I predicted this when the first Instance of Cryptolocker came out. Unfortunately a new form of anti-virus will be post mortem decryption. I really don't want people to pay norton/mcafee for these kind of services (But it beats paying the bad guys)
Great that someone is providing tools to counter this plague...
malware is spy. malware is ... ?
"The option of "pay ransom" is really a sign that you've failed yourself (and your customers, if you're a business). You can't stop data exposure, but to have to pay to get your data back, that's just stupidity on your part."
The victims of ransomware are companies too small to have a full-up IT department. Since lots of /.ers are in the US, look at the stats on company size. The vast majority of companies have fewer than 10 employees. Those are the companies where the IT was probably set up by a friend or neighbor.
It's all well and good to say that you should have a full backup tested and ready to go, but only larger companies actually do. At best, what a small company has is a hard-disk that some employee takes home on the weekend, which is supposed to contain a backup of all critical files. Most won't have anything beyond a local file synchronization, which the ransomware may be able to overwrite.
Most small businesses run on a shoestring: they can't afford to pay an IT person to run a professional network for their 3 PCs and 2 laptops. Heck, one company I am currently working has one employee using their workgroup server as their normal PC. Win-XP with full administrative rights. That's how they saved money when they started six or seven years ago, and only now - when the hardware is end-of-life - is it finally going to change.

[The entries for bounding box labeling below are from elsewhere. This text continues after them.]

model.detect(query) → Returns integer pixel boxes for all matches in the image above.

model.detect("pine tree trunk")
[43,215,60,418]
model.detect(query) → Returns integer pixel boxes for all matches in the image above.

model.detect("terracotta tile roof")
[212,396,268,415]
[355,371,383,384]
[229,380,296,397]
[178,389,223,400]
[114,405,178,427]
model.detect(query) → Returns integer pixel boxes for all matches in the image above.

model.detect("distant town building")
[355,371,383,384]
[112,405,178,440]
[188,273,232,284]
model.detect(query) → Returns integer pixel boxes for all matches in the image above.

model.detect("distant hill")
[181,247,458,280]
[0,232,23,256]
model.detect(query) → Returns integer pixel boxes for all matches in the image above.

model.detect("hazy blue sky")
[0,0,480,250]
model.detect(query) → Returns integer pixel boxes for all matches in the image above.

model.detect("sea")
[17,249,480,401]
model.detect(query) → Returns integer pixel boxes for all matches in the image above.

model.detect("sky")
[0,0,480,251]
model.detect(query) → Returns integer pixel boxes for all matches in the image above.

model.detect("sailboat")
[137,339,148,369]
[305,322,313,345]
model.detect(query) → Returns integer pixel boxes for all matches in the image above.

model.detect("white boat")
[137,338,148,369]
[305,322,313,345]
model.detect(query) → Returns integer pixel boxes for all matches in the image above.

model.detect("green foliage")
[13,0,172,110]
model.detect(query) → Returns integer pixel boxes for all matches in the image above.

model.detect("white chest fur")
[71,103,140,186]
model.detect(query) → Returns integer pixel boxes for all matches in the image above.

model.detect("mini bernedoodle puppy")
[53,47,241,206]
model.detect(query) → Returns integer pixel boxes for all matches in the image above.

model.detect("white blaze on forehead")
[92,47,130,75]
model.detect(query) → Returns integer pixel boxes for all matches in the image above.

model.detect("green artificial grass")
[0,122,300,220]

If there is an offsite backup, it will be days or possibly weeks old. It's certain that no one has ever actually wiped down the server and tried a full restore; they don't really know if the backup is complete (or even readable). Some critical file somewhere won't have been backed up, or they won't be able to find all the license keys, or... Figure it will take days, maybe even a couple of weeks to get the company running again. Lost time, lost business, plus the lost data (since the backup won't be current), plus paying consulting fees for an expert to do all of the work.
Likely as not, the company will pay the ransom and hope for the best.
Enjoy life! This is not a dress rehearsal.
Who cares when you have backups. I've had one family relative, and a system on my network get infected. First had backups of important stuff, latter took out a few thousand folders on our network, which our backup solution recovered in an hour. We have backups daily for 8 weeks or more that can restore in as long as it takes to transfer, something around 300mbyte/s.
One of the things I do for a living is review use of crypto in applications. The level of understanding "TeslaCrypt" demonstrates of how to use crypto right is industrial standard. Most developers are entirely clueless what it takes to use crypto securely. That you can now do crypto in the browser using JavaScript makes things worse, and takes the crown of incompetence from the average Java programmer. People then use all sorts of big terminology to justify their broken solutions like "secure browser sandbox" (disregarding that this one protects against something inside breaking out, not the other way round), "mini HSM" (no, a chipcard is not a "Hardware Security Module", no matter how much you wish it was), "secure tunnel isolation" (yes, nice, but if the endpoint is the actual primary attack target, that does not help at all) and the like. Whenever you stumble over such terminology, it is a pretty good bet that the thing is insecure and easily broken.
There seems to be this delusion around among coders that using crypto magically makes you secure. That software security is a holistic thing and that even one mistake in how crypto is used can break the whole thing trivially is something not many know or understand.
Oh, well. At least this is good for my job-security...
Most ACs are not even worth the keystrokes to insult them. Be generically insulted by this and ignored otherwise.